Friday night's dinner was tacos. This was the best picture I could get:
They were nummy. We used organic blue corn shells, which didn't stay as crisp (despite crisping up in the toaster oven), but were actually easier to eat, thanks to that. They didn't break with every bite.
Oh, did I forget to mention? I can have corn now!! Well, maybe. Not too much. Just every few days. And no corn syrup.
Then, the Gluten Eaters got to have this with dinner (chili) last night:
Crispy, goeey, lovely quesadillas. I hate them. The Gluten Eaters, not the quesadillas.
Ok, now that I've gotten you caught up, it's time to welcome you into a lovely family tradition. My Sunday Morning Coupon Rant. It's simple, really, and the hubby says it's entertaining. I calmly flip through the coupons in the paper, in case there's somehow actually one I can use, and then explode with screaming when I come across Really Stupid new products.
What's not to love?
I'll start with one that almost snuck by me... Shake and Pour Bisquick. (Not a very good link, but I wanted to give you something.) "Just add water." And shake. Because STIRRING was too hard?!?! Because it's GOOD to waste extra packaging that we all KNOW won't be recycled just so people can don't have to dirty a bowl? Because real pancakes are, of course, way too hard. Flour, baking powder, and eggs are luxury items.
How proud folks must feel... special occasions are so much easier now. "Look! Mommy COOKED!"
What's next? Microwave pancakes? So we don't have to dirty a griddle?? Whoops... yes... apparently they've already got them.
Y'all can't imagine how big I am scowling and rolling my eyes.
Does anyone know how to cook anymore? I don't mean the stupid ego-puffing, soul-demeaning, gut-busting, nutrientless meal-in-a-box insta-crockpot CRAP that masquerades as cooking. I mean COOKING. Not assembling. Making a meal from food.
I hope I anger people. I hope I get on someone's nerves by saying this. Because it needs to be said. If all you have to do is add water and stick it in the microwave YOU ARE NOT COOKING. It is NOT FOOD. Admit that. If you're ok with that, with eating that way and feeding your family that way, fine. Your choice. But at least call it what it is. It is NOT cooking.
Next on my list of stupid things is Wanchai Ferry dinner kits. Mainly because the ad was dumb.
"Amazing Chinese. Created by You."
Dude, it's a kit. You're assembling dinner, not creating it. Your participation is once again limited to cutting the chicken (I am impressed that they think people still know how to do that), and warming the ingredients. That's not "creating."
I dunno... that's a bit of stretch to gripe about, but I'm already in a bad mood this morning, so I'm griping about everything.

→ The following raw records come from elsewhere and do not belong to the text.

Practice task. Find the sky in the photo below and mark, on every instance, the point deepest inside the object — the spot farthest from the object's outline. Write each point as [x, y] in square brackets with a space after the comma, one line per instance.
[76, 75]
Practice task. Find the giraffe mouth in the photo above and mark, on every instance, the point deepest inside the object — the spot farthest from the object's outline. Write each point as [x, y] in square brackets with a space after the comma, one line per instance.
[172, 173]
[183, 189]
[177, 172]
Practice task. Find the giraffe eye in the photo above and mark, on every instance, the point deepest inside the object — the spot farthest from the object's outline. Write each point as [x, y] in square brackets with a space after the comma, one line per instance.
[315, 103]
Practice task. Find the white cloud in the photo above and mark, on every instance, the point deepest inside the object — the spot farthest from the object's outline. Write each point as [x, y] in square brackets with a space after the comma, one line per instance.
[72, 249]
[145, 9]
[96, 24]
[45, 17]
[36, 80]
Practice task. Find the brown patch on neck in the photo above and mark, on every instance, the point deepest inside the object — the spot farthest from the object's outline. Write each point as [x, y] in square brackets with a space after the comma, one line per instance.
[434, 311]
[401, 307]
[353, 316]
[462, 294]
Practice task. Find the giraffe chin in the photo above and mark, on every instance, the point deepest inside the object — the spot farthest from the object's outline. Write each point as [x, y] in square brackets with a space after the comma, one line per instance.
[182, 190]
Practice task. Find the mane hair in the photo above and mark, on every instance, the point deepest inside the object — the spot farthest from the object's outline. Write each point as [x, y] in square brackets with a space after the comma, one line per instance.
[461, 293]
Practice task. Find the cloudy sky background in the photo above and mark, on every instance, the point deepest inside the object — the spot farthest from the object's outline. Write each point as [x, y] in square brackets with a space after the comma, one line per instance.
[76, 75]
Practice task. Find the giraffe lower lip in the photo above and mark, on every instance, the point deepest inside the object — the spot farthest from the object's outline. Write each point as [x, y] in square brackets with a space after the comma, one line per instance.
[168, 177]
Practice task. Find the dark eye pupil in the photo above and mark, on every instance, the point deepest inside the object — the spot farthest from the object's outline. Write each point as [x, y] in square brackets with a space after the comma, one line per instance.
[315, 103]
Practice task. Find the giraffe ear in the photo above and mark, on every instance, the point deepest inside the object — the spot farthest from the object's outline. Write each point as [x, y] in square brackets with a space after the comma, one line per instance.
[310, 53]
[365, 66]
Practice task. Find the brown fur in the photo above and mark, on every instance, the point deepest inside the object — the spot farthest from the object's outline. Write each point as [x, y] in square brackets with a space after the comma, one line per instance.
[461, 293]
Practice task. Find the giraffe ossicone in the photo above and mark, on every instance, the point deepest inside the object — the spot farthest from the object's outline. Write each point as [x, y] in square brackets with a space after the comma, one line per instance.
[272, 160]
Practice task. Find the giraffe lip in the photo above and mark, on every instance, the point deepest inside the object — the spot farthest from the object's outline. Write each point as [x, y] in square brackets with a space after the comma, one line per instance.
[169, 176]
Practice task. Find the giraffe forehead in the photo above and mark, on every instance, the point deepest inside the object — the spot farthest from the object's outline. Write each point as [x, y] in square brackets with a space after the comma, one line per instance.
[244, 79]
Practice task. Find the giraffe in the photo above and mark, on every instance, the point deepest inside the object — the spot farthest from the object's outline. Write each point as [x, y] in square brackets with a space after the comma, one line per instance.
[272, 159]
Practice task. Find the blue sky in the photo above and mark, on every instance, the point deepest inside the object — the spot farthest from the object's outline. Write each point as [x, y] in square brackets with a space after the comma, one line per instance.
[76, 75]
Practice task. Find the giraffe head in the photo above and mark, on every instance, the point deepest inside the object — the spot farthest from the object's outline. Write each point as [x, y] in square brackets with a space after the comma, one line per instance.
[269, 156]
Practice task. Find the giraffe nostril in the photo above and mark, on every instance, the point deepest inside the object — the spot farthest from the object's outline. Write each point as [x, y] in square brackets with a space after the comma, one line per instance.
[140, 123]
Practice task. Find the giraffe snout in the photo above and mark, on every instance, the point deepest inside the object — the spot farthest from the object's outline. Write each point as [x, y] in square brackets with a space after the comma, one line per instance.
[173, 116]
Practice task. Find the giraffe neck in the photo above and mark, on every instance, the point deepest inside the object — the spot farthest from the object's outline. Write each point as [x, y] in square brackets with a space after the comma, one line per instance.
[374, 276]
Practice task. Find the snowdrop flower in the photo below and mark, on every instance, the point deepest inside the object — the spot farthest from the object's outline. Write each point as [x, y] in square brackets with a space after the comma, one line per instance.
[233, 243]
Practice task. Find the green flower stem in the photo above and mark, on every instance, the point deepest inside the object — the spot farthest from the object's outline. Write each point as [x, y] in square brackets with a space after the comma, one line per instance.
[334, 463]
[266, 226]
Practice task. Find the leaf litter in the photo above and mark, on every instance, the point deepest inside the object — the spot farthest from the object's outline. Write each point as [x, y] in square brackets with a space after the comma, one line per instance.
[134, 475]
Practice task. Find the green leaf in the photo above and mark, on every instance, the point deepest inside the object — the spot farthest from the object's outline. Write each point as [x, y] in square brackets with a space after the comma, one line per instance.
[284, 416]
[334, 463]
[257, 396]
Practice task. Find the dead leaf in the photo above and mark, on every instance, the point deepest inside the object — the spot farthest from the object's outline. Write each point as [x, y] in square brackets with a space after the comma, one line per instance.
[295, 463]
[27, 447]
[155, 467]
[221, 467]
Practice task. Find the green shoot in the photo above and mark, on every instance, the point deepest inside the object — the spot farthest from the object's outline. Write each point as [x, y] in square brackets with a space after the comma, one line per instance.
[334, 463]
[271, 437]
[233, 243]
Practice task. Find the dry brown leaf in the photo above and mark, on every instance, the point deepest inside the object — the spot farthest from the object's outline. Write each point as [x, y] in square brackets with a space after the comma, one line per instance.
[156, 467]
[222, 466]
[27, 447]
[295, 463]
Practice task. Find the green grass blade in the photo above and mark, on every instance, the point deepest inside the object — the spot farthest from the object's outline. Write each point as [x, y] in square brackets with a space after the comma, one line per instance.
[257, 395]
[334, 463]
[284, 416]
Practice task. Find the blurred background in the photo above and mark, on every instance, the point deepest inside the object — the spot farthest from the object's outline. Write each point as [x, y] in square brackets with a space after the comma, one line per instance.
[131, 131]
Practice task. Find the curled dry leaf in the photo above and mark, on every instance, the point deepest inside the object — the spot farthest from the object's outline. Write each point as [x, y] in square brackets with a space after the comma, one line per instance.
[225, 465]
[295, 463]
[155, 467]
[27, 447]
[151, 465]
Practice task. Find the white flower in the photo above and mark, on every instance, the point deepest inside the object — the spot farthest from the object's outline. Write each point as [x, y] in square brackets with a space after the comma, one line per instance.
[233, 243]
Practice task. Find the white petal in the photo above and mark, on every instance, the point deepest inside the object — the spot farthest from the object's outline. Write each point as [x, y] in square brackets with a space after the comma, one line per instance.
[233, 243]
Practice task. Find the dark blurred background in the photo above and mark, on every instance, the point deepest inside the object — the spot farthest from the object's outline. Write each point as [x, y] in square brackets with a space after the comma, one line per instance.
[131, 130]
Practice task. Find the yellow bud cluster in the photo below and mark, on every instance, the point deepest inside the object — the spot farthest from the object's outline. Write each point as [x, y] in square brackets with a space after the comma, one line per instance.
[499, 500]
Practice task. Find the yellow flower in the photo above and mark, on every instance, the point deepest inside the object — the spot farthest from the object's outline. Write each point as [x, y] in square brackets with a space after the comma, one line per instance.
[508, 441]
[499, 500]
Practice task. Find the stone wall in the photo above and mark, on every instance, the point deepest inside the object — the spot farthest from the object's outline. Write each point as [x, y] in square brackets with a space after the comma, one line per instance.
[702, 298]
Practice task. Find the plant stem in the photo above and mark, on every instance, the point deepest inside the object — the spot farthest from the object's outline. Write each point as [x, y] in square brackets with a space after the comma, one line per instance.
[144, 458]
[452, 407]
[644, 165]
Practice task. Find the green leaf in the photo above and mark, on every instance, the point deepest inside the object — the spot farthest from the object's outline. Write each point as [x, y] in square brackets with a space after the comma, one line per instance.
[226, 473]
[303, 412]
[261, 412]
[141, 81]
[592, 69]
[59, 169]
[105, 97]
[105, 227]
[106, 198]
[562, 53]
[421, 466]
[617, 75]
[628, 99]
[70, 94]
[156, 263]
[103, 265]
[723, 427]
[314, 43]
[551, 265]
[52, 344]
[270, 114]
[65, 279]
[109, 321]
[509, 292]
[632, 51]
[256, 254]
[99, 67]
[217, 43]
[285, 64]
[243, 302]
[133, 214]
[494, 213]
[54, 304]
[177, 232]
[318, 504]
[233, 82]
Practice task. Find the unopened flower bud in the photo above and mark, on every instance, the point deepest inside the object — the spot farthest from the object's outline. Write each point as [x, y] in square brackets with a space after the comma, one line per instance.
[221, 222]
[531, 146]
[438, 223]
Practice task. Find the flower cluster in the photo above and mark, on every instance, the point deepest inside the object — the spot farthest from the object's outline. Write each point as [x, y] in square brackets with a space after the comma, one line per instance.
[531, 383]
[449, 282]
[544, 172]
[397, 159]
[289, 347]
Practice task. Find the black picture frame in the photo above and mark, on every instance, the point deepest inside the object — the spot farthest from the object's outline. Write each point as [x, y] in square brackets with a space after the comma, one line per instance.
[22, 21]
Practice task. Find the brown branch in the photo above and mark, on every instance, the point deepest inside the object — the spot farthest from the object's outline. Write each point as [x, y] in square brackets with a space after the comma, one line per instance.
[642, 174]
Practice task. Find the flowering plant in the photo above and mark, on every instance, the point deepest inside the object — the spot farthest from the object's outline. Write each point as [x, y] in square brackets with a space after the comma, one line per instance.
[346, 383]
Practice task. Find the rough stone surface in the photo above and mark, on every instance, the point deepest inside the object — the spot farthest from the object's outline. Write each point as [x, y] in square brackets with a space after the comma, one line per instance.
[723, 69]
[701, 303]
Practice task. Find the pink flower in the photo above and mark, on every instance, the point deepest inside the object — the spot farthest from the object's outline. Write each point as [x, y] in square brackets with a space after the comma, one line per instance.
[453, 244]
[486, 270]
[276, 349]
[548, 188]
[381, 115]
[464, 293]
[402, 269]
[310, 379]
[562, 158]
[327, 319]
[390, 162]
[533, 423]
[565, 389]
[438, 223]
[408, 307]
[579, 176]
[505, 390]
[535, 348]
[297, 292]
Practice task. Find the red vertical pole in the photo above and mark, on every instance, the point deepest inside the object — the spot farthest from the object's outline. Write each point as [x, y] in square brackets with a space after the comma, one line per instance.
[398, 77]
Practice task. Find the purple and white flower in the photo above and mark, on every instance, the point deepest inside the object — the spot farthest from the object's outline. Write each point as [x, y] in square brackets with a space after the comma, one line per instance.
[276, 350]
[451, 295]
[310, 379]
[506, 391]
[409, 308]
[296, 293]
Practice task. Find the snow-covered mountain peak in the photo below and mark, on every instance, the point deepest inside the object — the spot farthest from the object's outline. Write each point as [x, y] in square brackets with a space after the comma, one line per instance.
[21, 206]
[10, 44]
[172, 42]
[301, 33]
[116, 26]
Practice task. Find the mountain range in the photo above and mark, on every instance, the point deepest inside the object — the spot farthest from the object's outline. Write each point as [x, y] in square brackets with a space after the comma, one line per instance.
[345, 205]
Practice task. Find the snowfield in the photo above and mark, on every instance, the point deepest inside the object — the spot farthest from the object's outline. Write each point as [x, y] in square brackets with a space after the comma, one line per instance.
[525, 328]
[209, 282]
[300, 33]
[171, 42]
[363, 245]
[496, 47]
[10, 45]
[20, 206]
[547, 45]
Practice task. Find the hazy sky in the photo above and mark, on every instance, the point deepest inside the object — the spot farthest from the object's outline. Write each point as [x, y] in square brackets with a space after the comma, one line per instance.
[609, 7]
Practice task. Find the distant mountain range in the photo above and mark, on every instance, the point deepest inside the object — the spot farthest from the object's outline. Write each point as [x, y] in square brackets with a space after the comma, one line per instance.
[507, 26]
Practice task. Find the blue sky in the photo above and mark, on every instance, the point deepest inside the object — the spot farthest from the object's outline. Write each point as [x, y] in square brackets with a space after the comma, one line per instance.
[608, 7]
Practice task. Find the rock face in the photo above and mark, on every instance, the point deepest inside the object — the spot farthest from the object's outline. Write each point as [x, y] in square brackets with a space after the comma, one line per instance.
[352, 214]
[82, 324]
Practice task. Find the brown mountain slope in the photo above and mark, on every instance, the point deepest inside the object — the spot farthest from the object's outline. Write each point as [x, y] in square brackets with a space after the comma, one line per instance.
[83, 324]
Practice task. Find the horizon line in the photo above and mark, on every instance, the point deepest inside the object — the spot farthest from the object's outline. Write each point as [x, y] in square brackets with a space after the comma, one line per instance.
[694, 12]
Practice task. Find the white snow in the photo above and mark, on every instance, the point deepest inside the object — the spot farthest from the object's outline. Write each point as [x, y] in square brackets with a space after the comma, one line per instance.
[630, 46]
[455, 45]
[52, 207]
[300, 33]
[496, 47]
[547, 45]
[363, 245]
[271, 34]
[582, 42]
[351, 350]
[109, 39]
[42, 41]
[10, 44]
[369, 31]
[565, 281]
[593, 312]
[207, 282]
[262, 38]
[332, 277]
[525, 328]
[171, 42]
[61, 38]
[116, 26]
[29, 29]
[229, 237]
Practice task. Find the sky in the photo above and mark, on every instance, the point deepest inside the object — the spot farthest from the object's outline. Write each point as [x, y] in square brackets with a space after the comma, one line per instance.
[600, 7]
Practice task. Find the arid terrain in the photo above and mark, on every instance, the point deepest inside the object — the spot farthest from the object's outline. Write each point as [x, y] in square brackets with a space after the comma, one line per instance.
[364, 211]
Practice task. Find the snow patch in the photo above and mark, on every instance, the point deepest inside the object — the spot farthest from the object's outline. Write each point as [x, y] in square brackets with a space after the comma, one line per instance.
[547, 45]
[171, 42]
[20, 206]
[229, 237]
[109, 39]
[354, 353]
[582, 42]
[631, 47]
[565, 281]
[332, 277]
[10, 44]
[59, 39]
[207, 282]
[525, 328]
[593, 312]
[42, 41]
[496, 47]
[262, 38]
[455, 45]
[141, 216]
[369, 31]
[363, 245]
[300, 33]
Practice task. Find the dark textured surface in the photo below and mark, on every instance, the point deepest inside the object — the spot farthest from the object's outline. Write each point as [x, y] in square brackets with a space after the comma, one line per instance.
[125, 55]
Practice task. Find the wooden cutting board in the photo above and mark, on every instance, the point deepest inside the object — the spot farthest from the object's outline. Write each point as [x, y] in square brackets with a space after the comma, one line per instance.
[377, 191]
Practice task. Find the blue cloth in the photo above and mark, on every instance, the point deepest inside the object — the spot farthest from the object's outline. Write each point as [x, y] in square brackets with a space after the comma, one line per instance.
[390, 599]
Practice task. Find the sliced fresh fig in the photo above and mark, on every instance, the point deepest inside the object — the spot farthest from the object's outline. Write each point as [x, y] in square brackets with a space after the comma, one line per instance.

My last one is a bit lame, too, but I'm going to do it anyway. Glade Air Infusions... let me begin by saying I hate air sprays. If your house smells that bad, DO something about it. Seriously. Maybe I'm just sensitive because I'm allergic to a lot of inhalants, but... really. Do sickly-sweet flowers really blend well with the smell of poop? Because I know that's where a lot of folks use these sorts of things- in the bathroom. You poop, you flush, you spray fake flowers. Why not just turn on the vent? (Or change your food so your poop smells better...)
And, when I'm feeling particularly conspiracy-minded, it's easy to convince me that these ubiquitous air sprays have Stuff in them that make people dumb. Stuff that makes them believe that adding water = cooking.
But, what caught my attention this morning was the top corner of the coupon ad. "Look for NEW Vanilla Mint Creme (fragrance) during the holiday season!" Vanilla Mint Creme is now the official smell of the holidays? Since when? Was there a symposium? I thought the government-sanctioned, advertiser-agreed Official Smell of the Holidays was cinnamon bun. Or pumpkin pie. Crap... maybe they've been changing it and didn't tell me. I need to know what to smell like!! Please, agree and tell me!!! AAaaaaaaaaack!
I need an emoticon here. Do blogs get emoticons?
Ooooh, wait, we have a last-minute entry! Ronzoni Smart Taste Pasta. Even google was surprised by the dumb name and had other suggestions for me. No, it really is named Smart Taste. The picture is a a mom, I suppose, dressed horribly (she didn't eat the pasta, I guess), trying to kiss some pasta that apparently just graduated. She's got her eyes closed, though, so it's a rather passionate kiss for a mama to be giving her kid.
Anyway... Smart Taste pasta. It has lots of fiber and some calcium... that's why it's smart. What does smart taste like, y'all? I guess I don't know. I think they really missed the boat on this one. If you're going to be following empty food trends, you really need to focus in on what consumers want most. If you're going to give it a name like "Smart" you need omega-3s. They are all the rage these days, and are actually somehow related to being smart.
So, that's it. That's my rant. Now I'm going to go COOK some breakfast. No water added, and the microwave (that I'm ashamed to admit I own) won't be involved. As usual.